On March 22, NASA completed the first IceBridge flight of its spring Arctic campaign with a survey of sea ice north of Greenland. This year marks the tenth Arctic spring campaign for IceBridge. The flights continue until April 27 extending the mission’s decade-long mapping of the fastest-changing areas of the Greenland Ice Sheet and measuring sea ice thickness across the western Arctic basin.
The IceBridge team and instruments are flying on NASA’s P-3 Orion. The plane carries a dual-color laser altimeter that measures surface elevation by transmitting both infrared and green laser pulses, three types of radar systems to study ice layers and Greenland’s bedrock, a high-resolution camera to create color maps of polar ice, a hyperspectral imager that takes measurements over hundreds of wavelengths, and infrared cameras to measure surface temperatures of sea and land ice.
IceBridge continued observations of changes in polar ice elevation after the end of NASA’s Ice, Cloud, and land Elevation Satellite (ICESat) mission in 2009. That satellite’s successor, ICESat-2, is scheduled to launch this September.
“After this season’s campaign, IceBridge will have bridged the gap between the ICESat and ICESat-2 record of measurements,” said Nathan Kurtz, IceBridge’s project scientist and a sea ice researcher at NASA’s Goddard Space Flight Center in Greenbelt, Maryland. “With ICESat-2, we’ll be going back to observing changes at a global scale and throughout the year, and work will be underway to connect the ICESat, IceBridge, and ICESat-2 records to better understand changes in Earth’s polar ice cover in an exciting new way.”

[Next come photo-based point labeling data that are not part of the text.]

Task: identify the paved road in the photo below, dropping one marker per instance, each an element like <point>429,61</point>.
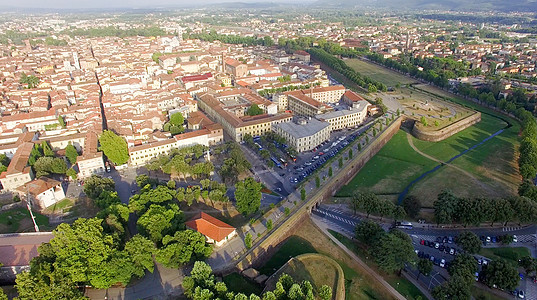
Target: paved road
<point>344,222</point>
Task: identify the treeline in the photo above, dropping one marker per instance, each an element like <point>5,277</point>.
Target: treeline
<point>116,31</point>
<point>435,70</point>
<point>449,208</point>
<point>99,252</point>
<point>523,108</point>
<point>392,250</point>
<point>231,39</point>
<point>341,67</point>
<point>202,285</point>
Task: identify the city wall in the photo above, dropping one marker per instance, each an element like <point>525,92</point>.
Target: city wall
<point>444,133</point>
<point>327,190</point>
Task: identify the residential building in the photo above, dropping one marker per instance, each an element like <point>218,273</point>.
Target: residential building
<point>304,134</point>
<point>216,231</point>
<point>43,191</point>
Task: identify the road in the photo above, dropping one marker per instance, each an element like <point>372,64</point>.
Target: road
<point>343,221</point>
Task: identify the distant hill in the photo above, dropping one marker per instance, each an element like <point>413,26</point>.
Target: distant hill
<point>459,5</point>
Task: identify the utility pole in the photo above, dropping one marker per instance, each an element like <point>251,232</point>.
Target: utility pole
<point>30,209</point>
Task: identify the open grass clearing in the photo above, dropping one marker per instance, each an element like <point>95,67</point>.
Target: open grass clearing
<point>240,284</point>
<point>19,220</point>
<point>402,285</point>
<point>510,254</point>
<point>482,294</point>
<point>384,75</point>
<point>308,239</point>
<point>390,170</point>
<point>318,269</point>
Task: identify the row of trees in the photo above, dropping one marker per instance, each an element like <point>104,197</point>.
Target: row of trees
<point>371,204</point>
<point>202,285</point>
<point>391,250</point>
<point>435,70</point>
<point>91,252</point>
<point>341,67</point>
<point>450,208</point>
<point>159,219</point>
<point>183,162</point>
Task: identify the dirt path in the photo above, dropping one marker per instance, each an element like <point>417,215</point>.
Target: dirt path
<point>477,181</point>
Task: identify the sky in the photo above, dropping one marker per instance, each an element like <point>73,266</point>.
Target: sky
<point>79,4</point>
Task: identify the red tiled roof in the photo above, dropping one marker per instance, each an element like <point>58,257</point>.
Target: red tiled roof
<point>210,226</point>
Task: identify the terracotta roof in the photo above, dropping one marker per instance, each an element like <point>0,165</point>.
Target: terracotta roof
<point>210,226</point>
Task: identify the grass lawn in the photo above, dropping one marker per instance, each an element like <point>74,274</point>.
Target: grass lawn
<point>510,254</point>
<point>481,294</point>
<point>359,284</point>
<point>384,75</point>
<point>403,286</point>
<point>390,170</point>
<point>292,247</point>
<point>319,270</point>
<point>240,284</point>
<point>18,220</point>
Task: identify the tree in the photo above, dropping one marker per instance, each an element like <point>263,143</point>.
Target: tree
<point>254,110</point>
<point>368,232</point>
<point>47,151</point>
<point>425,266</point>
<point>412,206</point>
<point>501,274</point>
<point>248,240</point>
<point>455,288</point>
<point>183,247</point>
<point>31,81</point>
<point>469,242</point>
<point>393,251</point>
<point>95,185</point>
<point>71,173</point>
<point>177,119</point>
<point>159,221</point>
<point>141,251</point>
<point>465,266</point>
<point>269,224</point>
<point>114,147</point>
<point>71,153</point>
<point>248,196</point>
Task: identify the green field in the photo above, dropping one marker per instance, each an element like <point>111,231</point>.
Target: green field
<point>18,220</point>
<point>490,170</point>
<point>402,285</point>
<point>386,76</point>
<point>240,284</point>
<point>510,254</point>
<point>292,247</point>
<point>390,170</point>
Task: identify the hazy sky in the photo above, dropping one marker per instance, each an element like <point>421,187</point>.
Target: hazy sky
<point>74,4</point>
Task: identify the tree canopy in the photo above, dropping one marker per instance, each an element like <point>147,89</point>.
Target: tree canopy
<point>114,147</point>
<point>248,196</point>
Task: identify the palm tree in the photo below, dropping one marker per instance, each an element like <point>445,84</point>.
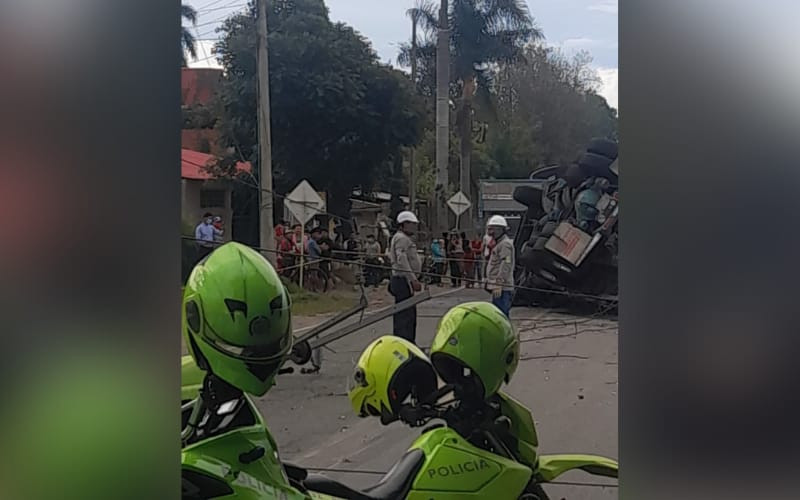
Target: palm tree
<point>483,33</point>
<point>416,13</point>
<point>187,39</point>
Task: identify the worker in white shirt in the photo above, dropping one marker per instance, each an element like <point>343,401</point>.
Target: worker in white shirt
<point>406,267</point>
<point>500,269</point>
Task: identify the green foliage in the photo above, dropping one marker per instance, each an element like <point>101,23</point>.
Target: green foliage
<point>549,110</point>
<point>187,39</point>
<point>198,116</point>
<point>338,114</point>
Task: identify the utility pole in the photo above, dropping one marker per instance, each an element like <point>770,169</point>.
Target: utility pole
<point>265,200</point>
<point>412,172</point>
<point>442,119</point>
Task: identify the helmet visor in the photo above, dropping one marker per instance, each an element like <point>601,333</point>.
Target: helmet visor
<point>268,351</point>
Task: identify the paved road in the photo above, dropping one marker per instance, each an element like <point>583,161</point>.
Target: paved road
<point>567,376</point>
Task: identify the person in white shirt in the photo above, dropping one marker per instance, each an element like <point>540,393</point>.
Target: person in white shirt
<point>406,266</point>
<point>500,269</point>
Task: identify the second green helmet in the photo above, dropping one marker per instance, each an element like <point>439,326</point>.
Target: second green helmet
<point>476,348</point>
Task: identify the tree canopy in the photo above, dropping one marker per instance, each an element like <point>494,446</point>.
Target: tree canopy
<point>338,116</point>
<point>187,39</point>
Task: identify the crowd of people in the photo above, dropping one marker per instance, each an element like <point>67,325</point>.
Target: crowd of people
<point>315,245</point>
<point>463,257</point>
<point>466,263</point>
<point>457,257</point>
<point>208,234</point>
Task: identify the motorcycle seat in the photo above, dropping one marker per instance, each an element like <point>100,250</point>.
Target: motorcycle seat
<point>394,485</point>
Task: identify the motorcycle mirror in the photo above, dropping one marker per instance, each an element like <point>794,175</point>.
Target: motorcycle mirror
<point>227,407</point>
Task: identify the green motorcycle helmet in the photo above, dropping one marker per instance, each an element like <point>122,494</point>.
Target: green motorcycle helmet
<point>236,317</point>
<point>475,349</point>
<point>389,372</point>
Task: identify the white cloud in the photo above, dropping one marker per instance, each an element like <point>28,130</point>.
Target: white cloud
<point>609,86</point>
<point>205,55</point>
<point>605,6</point>
<point>585,43</point>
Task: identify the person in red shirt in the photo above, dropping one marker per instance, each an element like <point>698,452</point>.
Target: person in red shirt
<point>469,262</point>
<point>477,251</point>
<point>283,246</point>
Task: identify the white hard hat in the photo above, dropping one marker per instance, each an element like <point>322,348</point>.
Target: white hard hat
<point>407,216</point>
<point>497,220</point>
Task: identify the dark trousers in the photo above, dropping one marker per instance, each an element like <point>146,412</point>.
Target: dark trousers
<point>455,272</point>
<point>437,269</point>
<point>503,302</point>
<point>404,322</point>
<point>203,251</point>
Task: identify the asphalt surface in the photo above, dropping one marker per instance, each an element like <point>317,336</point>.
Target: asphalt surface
<point>567,377</point>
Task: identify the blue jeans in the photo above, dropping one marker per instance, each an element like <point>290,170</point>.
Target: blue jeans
<point>503,303</point>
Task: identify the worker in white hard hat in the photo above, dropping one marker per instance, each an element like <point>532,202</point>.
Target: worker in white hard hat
<point>406,267</point>
<point>500,269</point>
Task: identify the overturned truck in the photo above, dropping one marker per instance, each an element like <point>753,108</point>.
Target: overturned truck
<point>567,240</point>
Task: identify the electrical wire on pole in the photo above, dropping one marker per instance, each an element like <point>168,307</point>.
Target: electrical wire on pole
<point>264,135</point>
<point>442,119</point>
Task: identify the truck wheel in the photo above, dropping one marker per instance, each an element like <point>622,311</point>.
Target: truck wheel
<point>604,147</point>
<point>528,196</point>
<point>548,229</point>
<point>539,244</point>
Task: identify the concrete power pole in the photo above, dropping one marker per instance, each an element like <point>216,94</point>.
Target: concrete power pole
<point>442,120</point>
<point>265,200</point>
<point>412,172</point>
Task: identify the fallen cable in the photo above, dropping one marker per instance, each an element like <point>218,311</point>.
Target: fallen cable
<point>429,274</point>
<point>380,473</point>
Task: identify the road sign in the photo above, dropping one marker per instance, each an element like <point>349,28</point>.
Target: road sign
<point>304,202</point>
<point>459,203</point>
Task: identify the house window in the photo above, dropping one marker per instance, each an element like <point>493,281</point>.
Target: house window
<point>212,198</point>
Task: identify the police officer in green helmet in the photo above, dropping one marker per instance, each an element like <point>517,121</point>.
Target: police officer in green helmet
<point>476,349</point>
<point>236,318</point>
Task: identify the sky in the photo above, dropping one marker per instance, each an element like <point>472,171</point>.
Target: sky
<point>572,25</point>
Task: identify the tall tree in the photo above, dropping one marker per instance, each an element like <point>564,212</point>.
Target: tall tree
<point>549,109</point>
<point>338,115</point>
<point>187,39</point>
<point>483,33</point>
<point>415,13</point>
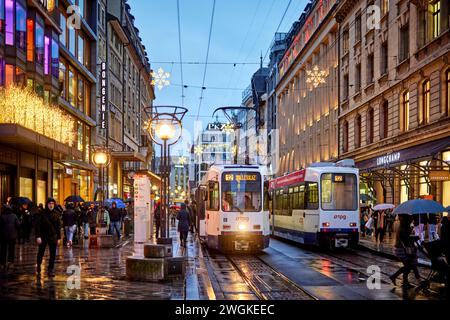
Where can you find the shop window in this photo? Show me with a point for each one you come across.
(26, 187)
(30, 40)
(55, 57)
(423, 186)
(385, 122)
(435, 11)
(425, 114)
(80, 49)
(446, 184)
(46, 55)
(9, 22)
(371, 125)
(41, 191)
(447, 81)
(2, 71)
(63, 35)
(81, 99)
(404, 195)
(62, 79)
(404, 43)
(72, 40)
(40, 50)
(405, 111)
(2, 16)
(21, 27)
(72, 87)
(9, 75)
(358, 132)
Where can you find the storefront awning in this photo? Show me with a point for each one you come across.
(78, 164)
(131, 156)
(411, 154)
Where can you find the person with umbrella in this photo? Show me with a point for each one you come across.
(48, 233)
(405, 251)
(9, 224)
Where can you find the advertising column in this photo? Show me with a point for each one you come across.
(142, 205)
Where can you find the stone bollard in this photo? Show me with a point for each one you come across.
(154, 251)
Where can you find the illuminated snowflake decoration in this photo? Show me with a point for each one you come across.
(198, 150)
(182, 161)
(228, 128)
(315, 77)
(160, 78)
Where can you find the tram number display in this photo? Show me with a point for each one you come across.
(241, 177)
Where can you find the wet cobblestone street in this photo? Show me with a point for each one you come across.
(102, 275)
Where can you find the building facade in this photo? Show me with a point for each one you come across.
(394, 100)
(129, 93)
(307, 91)
(47, 78)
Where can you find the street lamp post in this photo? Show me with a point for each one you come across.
(101, 158)
(165, 128)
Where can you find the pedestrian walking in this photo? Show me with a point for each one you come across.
(69, 223)
(115, 216)
(405, 250)
(48, 233)
(9, 225)
(379, 218)
(157, 219)
(183, 224)
(191, 215)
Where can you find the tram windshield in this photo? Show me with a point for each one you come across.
(339, 191)
(241, 191)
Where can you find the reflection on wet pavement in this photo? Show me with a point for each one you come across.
(102, 276)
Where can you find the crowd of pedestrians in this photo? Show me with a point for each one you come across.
(52, 224)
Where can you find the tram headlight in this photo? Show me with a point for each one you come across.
(242, 226)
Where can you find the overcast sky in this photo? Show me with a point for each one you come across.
(242, 30)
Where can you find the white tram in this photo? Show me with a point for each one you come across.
(318, 205)
(233, 213)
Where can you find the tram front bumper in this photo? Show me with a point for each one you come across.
(243, 242)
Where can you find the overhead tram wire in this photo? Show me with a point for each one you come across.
(279, 25)
(207, 57)
(180, 51)
(243, 43)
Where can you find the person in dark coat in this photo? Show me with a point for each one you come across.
(115, 217)
(157, 219)
(406, 251)
(183, 224)
(48, 233)
(9, 225)
(69, 223)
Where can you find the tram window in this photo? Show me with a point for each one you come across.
(312, 196)
(213, 196)
(241, 191)
(339, 192)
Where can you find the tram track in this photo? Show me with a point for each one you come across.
(261, 279)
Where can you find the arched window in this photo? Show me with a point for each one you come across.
(405, 111)
(345, 137)
(358, 131)
(370, 125)
(425, 102)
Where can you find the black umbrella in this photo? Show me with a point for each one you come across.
(74, 199)
(18, 201)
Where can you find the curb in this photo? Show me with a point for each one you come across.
(421, 262)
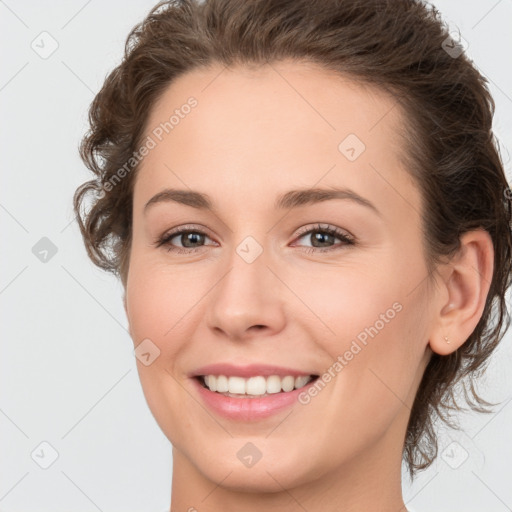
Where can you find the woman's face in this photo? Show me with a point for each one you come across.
(258, 281)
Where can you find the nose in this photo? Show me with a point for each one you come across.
(248, 299)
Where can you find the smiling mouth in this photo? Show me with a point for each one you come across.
(253, 387)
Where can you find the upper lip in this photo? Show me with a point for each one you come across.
(250, 370)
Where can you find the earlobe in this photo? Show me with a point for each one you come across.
(467, 284)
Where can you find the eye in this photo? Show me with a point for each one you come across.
(188, 236)
(325, 235)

During its ten years of operations in the Arctic, IceBridge has collected a trove of data that goes beyond ice elevation change. It also includes records of snow accumulation across the ice sheet and snow thickness over sea ice, measurements of the bedrock topography under the ice sheet and the shape of the ocean cavity underneath ice shelves.
“The elevation of the ice surface and changes therein are among the most fundamental things scientists want to know about ice sheets and glaciers, so that they can assess their state of health,” said Joe MacGregor, IceBridge deputy project scientist and a glaciologist at Goddard. “But we need to know more than where the ice is thinning and when it started to thin. We also need to know the why, which is key to projecting what’s going to happen in the future. So we also measure all these other physical properties to help us better understand the full ice column and what drives elevation change.”
The first part of this year’s Arctic campaign is focused on sea ice. The survey flights will run from two bases: Thule Air Base in northwest Greenland and Fairbanks, Alaska. As with every year, the main priority will be mapping the thickness of the sea ice cover in the western Arctic through 10 planned sea ice surveys.[xyz-ihs snippet=”adsense-body-ad”]The IceBridge team and instruments will also probe a big polynya —a hole in the sea ice cover— that opened up north of Greenland in February. Normally, this area is covered by some of the thickest, oldest ice in the Arctic. The polynya has already sealed up, but scientists worry that the stability of the sea ice in the region might have been jeopardized if the original ice cover has been replaced with thinner ice.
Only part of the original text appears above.